In [1]:
# MNE-Python recommends using qt.
%matplotlib qt

# Analysis workflows

Look into the [PREP pipeline](http://dx.doi.org/10.3389/fninf.2015.00016) as an example.  
What [MNE recommends](http://martinos.org/mne/stable/auto_tutorials/plot_artifacts_correction_ica.html#what-if-we-don-t-have-an-eog-channel) if you do not have an EOG channel.

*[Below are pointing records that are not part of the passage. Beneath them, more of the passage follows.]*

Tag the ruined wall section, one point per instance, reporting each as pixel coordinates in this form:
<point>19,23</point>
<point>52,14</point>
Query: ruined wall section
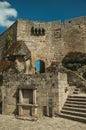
<point>38,45</point>
<point>75,34</point>
<point>3,37</point>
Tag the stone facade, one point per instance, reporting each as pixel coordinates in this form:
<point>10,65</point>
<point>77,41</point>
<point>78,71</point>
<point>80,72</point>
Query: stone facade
<point>49,41</point>
<point>36,95</point>
<point>33,83</point>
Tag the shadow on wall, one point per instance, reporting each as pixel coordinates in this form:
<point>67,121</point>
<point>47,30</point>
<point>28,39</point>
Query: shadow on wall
<point>74,60</point>
<point>53,67</point>
<point>40,66</point>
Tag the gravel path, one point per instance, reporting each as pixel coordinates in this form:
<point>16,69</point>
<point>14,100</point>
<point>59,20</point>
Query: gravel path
<point>11,123</point>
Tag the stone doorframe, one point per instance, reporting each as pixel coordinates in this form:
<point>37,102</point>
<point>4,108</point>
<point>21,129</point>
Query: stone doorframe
<point>32,106</point>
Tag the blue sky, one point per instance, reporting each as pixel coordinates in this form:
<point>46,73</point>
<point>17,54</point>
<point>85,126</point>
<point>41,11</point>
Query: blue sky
<point>42,10</point>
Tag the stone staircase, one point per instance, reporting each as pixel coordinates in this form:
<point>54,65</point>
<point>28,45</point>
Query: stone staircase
<point>75,108</point>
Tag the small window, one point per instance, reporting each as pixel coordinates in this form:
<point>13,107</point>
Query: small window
<point>37,31</point>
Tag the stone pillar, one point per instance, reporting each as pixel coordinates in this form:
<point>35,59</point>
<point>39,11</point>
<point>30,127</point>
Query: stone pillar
<point>34,102</point>
<point>20,102</point>
<point>20,96</point>
<point>34,96</point>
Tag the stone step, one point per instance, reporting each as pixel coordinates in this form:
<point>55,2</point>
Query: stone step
<point>77,96</point>
<point>72,117</point>
<point>76,92</point>
<point>75,105</point>
<point>81,114</point>
<point>76,102</point>
<point>75,109</point>
<point>76,99</point>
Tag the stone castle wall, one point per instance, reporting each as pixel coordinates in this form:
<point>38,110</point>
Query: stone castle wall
<point>3,37</point>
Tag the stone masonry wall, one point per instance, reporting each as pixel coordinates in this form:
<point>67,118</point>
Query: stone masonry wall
<point>3,37</point>
<point>59,39</point>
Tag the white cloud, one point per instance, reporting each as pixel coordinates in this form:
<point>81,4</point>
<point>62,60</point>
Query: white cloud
<point>6,14</point>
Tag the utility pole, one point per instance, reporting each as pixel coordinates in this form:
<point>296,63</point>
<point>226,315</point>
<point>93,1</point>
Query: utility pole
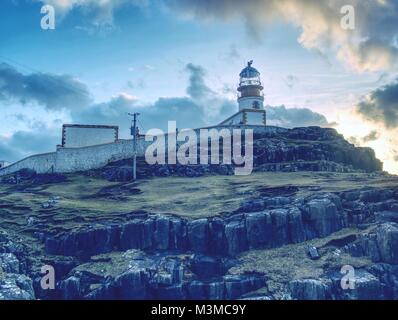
<point>134,134</point>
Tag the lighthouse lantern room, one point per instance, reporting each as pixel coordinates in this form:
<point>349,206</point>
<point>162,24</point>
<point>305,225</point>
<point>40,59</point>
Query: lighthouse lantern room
<point>250,99</point>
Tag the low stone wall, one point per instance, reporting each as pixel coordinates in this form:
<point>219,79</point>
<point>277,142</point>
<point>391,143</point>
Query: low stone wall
<point>77,159</point>
<point>92,157</point>
<point>41,163</point>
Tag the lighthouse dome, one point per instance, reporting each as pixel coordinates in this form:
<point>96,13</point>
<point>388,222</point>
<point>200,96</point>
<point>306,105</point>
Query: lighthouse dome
<point>249,72</point>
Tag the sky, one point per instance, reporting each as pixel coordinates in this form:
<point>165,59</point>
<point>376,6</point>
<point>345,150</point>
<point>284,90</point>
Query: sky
<point>180,60</point>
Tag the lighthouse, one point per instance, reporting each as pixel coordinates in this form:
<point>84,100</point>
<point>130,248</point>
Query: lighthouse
<point>250,90</point>
<point>250,99</point>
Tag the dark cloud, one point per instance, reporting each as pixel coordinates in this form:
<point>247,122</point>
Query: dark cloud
<point>52,91</point>
<point>319,23</point>
<point>202,107</point>
<point>291,81</point>
<point>197,88</point>
<point>24,143</point>
<point>295,117</point>
<point>381,106</point>
<point>372,136</point>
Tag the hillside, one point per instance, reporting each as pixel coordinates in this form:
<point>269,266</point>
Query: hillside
<point>201,233</point>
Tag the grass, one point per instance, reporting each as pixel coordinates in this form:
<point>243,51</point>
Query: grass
<point>88,200</point>
<point>291,262</point>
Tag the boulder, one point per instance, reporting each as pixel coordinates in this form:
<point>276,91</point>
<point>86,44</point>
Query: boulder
<point>387,241</point>
<point>9,263</point>
<point>259,229</point>
<point>321,216</point>
<point>198,235</point>
<point>310,289</point>
<point>16,287</point>
<point>235,233</point>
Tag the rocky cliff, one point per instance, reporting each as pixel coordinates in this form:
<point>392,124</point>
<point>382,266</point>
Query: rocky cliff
<point>286,237</point>
<point>290,150</point>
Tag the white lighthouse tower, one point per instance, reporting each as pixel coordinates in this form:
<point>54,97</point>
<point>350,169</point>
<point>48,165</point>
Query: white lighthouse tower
<point>250,99</point>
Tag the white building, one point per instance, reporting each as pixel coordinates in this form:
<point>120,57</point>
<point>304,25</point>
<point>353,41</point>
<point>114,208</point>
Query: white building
<point>4,164</point>
<point>250,99</point>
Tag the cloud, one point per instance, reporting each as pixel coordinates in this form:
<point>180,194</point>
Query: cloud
<point>201,107</point>
<point>99,12</point>
<point>197,89</point>
<point>27,142</point>
<point>370,46</point>
<point>381,106</point>
<point>55,92</point>
<point>291,81</point>
<point>294,117</point>
<point>372,136</point>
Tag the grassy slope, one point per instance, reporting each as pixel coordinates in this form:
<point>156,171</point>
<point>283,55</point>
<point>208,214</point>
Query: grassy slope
<point>89,200</point>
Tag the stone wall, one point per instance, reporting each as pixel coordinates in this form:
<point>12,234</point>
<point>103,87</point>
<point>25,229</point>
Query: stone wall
<point>92,157</point>
<point>77,159</point>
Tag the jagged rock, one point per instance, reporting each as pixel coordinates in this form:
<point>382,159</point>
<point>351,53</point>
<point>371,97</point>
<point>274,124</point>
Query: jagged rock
<point>235,233</point>
<point>162,232</point>
<point>322,217</point>
<point>9,263</point>
<point>236,285</point>
<point>310,289</point>
<point>207,266</point>
<point>217,237</point>
<point>259,229</point>
<point>16,287</point>
<point>387,241</point>
<point>295,226</point>
<point>70,288</point>
<point>313,253</point>
<point>198,235</point>
<point>279,218</point>
<point>365,287</point>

It is a good idea to visually check the data throughout analysis.

QUESTIONS
---------
- Should we filter all of the data, remove bad segments, and then ICA all of the data? Or could we filter --> remove bad segments/channels --> ICA per subject? ICA in MNE is fast enough (~1 min) that I think it is better to do everything per subject.

Time-Frequency
--------------

__By subject__

1. Load data
1. Bandpass filter (one at a time?)
1. Reject artifacts (blinks, flat channels, excessively noisy channels)
    - ICA
    - To detect noisy/blink components with ICA in many subjects, try `mne.preprocessing.corrmap()`
    - how to detect flat channels?
1. Epoch
    - reject based on peak-to-peak amplitude using `reject` parameter.

__By group__

1. Statistical analyses

Automated artifact rejection
----------------------------

- SSP (projection vectors)
- use `mne.preprocessing.find_eog_events()`
- use `mne.preprocessing.run_ica()`
- use `mne.preprocessing.ICA.detect_artifacts()`
- use `mne.preprocessing.corrmap()`
- use flat signal detection
- specify `reject` parameter of mne.Epochs

We can compute and save ICA solution and save if we want to compute
the ICA (longest step) all at once, let's say overnight.
Make a script to compute ICA for everyone. We would have to load 
the raw file and the corresponding ICA solution when removing noisy components.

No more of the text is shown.